Last time Calgary-based Minhas Creek Brewing Company attempted to enter the Ontario market, it spent $750,000 on a TV marketing push that ran dry while their beer was actually sitting in a warehouse, delayed by what co-founder Ravinder Minhas says was ‘red tape’ that prevented the product from getting on the shelves.
This time the company learned from its mistakes, and earlier this month Minhas himself drove around the GTA, making sure Boxer Lager was actually available before the TV buy starts running in full force next week. Airing on CTV, Global and Sun TV, as well as specialty channels like TSN, Minhas and his sister and co-founder Manjit Minhas will spend about $1 million on the marketing push to introduce the brand to Ontario consumers. After about a month, a print and radio campaign will launch as a follow-up, with the total goal to generate about 100 million impressions.

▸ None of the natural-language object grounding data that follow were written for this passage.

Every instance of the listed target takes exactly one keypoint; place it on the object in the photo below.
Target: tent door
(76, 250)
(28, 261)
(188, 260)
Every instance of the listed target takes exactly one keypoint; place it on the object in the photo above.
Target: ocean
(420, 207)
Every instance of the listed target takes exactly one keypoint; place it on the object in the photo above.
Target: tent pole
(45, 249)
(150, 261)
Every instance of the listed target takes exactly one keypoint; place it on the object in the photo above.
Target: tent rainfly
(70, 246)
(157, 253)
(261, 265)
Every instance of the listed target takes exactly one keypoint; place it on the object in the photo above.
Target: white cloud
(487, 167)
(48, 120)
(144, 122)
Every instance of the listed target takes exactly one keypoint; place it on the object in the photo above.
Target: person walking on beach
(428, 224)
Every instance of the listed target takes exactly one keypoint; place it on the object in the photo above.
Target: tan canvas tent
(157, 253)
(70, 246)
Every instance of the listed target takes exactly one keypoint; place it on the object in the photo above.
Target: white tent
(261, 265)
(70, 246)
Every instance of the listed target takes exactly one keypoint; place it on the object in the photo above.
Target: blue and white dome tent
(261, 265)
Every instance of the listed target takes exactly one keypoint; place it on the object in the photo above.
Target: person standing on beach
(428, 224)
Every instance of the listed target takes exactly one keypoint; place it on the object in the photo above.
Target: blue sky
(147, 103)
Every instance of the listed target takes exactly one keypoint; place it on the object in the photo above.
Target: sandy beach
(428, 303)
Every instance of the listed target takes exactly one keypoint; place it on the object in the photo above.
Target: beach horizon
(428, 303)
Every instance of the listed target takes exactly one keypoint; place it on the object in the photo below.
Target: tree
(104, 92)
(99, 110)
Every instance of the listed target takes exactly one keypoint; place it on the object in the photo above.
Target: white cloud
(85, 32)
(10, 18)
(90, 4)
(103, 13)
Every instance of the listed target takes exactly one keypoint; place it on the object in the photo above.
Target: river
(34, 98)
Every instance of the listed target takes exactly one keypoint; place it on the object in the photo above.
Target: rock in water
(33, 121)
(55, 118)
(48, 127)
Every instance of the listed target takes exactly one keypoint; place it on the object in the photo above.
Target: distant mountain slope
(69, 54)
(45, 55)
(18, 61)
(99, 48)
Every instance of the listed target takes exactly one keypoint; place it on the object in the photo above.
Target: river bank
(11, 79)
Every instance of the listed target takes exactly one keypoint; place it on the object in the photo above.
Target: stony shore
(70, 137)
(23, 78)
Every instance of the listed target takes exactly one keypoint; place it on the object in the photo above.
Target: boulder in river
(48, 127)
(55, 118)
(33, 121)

TV, with its mass audience reach, was important in order to introduce the low-price brand to the consumer, said Minhas. But also, it provides the opportunity to cast a wider net for the beer-drinking demo.
‘You’ll see our ads [during] Oprah Winfrey, on soaps during the day, sporting events and on news. That’s the way for us to reach a wider spectrum,’ Minhas told MiC.
The Minhas siblings handle all media and advertising production on their own. ‘We have in-house designers and in-house print shops,’ he said. ‘We’re able to drag down our cost quite a bit by doing it that way. It gave us the opportunity to buy more airtime.’
Since launching in Alberta 10 years ago, Minhas Creek has expanded to Saskatchewan and Manitoba, where it has about 15% of the market share, says Minhas. But if the beer competition out west is a boxing ring, Ontario is like the UFC. The competition is fierce for microbrewers, a retail monopoly means they can’t create point-of-sale deals with individual distributors, and Labatt and Molson dominate the market.